Inventory accuracy depends on the plant’s ability to control receiving accuracy, proper storage, scrap reporting, rework, vendor count, bills of materials, cycle counting, shipping accuracy, finished product reporting, and data input/output control.
With so many direct inputs into the system that can affect inventory accuracy, it is difficult to ensure that all transactions are correct. Any system that relies on human input is bound to contain errors. Those who understand how to minimize the errors will have the advantage.
If inventory control was on par with accounting practices, perhaps the view of controlling materials in the plant would change. Accountants are simply not allowed to adjust the ledger in order to balance the month. Accountants also have double-check systems that allow them to reconcile the ledger. Why should inventory control be any different from controlling the company’s cash? After all, inventory is money.

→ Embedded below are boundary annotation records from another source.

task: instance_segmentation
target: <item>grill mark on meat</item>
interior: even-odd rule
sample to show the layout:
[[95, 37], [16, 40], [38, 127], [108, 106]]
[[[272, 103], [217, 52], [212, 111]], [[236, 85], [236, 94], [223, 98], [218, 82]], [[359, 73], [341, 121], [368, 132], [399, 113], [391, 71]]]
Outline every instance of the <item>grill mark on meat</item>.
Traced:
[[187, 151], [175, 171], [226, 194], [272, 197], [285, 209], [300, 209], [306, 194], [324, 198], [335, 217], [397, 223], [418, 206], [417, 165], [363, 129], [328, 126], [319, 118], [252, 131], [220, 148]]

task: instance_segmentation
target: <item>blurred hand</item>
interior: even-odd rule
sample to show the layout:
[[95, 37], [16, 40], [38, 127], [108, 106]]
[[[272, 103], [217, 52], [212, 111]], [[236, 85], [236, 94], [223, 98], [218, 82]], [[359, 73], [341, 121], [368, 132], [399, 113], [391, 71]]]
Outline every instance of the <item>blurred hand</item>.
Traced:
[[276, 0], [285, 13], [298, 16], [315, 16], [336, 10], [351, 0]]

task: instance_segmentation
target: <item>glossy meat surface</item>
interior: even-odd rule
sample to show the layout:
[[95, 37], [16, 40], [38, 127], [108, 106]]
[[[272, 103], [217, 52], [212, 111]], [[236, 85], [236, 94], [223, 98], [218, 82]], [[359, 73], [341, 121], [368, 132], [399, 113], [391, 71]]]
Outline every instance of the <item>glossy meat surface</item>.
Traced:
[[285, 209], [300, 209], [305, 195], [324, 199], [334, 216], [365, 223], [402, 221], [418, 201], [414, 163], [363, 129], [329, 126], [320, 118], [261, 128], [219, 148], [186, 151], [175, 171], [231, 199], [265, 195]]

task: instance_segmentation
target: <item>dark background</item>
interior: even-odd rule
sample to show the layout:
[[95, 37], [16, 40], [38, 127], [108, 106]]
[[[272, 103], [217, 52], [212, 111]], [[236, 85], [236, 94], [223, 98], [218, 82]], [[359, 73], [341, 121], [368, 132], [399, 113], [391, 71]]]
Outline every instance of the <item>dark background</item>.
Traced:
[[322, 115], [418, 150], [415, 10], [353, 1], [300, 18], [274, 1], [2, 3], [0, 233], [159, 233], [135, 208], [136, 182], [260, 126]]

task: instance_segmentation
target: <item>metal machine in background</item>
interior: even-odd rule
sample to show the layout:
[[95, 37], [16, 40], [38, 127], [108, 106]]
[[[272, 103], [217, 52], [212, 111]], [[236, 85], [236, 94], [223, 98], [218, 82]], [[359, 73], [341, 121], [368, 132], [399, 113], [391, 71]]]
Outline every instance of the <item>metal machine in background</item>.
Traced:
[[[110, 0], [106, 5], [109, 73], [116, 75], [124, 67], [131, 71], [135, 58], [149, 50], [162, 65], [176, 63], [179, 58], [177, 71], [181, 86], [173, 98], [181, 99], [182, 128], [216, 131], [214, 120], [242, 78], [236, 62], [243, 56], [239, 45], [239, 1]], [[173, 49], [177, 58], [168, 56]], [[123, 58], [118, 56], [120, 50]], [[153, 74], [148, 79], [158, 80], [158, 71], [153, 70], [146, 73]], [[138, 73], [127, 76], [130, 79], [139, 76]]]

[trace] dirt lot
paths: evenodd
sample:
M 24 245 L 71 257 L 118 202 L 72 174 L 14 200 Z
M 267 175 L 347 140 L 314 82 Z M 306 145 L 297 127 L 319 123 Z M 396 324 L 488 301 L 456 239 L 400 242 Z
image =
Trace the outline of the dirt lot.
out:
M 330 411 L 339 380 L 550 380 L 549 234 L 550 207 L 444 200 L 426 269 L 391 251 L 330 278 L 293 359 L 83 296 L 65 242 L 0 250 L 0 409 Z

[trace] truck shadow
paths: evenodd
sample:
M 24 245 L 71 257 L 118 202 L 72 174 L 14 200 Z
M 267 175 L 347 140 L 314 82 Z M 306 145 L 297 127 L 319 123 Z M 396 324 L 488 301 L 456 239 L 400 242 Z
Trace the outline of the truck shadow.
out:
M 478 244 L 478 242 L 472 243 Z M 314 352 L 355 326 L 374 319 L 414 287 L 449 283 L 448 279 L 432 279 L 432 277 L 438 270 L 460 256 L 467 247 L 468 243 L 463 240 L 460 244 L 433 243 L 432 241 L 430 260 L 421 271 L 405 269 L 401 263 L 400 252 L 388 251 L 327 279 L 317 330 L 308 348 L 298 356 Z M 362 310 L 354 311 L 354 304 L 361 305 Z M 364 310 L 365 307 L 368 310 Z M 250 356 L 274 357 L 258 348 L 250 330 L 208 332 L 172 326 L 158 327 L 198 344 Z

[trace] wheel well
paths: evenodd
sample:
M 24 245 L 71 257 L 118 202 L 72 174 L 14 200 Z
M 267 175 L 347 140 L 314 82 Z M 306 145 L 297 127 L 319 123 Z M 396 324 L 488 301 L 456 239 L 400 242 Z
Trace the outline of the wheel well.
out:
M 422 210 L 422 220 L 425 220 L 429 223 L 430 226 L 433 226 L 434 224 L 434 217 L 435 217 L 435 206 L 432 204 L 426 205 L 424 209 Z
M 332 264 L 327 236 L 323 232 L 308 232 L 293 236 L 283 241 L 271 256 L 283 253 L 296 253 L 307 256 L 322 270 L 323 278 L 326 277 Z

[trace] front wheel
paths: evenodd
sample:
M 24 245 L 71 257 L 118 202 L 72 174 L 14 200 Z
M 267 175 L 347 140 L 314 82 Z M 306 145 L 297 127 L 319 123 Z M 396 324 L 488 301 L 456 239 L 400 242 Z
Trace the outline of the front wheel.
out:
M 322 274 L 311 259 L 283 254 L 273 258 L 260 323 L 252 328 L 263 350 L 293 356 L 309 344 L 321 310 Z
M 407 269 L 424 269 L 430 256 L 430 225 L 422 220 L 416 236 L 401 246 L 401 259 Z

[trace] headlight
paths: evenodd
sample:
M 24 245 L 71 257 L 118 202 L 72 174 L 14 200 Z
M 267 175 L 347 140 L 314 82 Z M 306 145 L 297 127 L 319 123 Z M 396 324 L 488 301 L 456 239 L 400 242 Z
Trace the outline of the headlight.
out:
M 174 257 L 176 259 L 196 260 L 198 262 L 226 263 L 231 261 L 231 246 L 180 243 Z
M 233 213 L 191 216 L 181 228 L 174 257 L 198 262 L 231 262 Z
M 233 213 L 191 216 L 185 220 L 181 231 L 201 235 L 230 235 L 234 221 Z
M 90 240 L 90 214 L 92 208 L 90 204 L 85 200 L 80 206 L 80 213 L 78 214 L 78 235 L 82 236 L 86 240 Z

The level of inventory accuracy usually depends on the plant’s ability to formulate corrective action plans from a root cause analysis of a problem. If no corrective action plan is formulated to resolve accuracy issues, the inventory inaccuracy problem continues to compound to a point where every physical inventory results in an unacceptable loss.
Even when the physical inventory does balance within reason in dollars, a part number review may reveal a different result. This may happen when the counts for the highest dollar items in a plant are more accurate than for the rest of the components. For example, if there were 1,000 parts of X, at a cost of $800 each, the inventory would be $800,000. If the balance of 2,500 part numbers totaled $100,000, it would be possible to balance within reason on the ledger during a physical inventory. The materials group’s understanding of the dollar structure of the components used would most likely ensure that part X is always correct.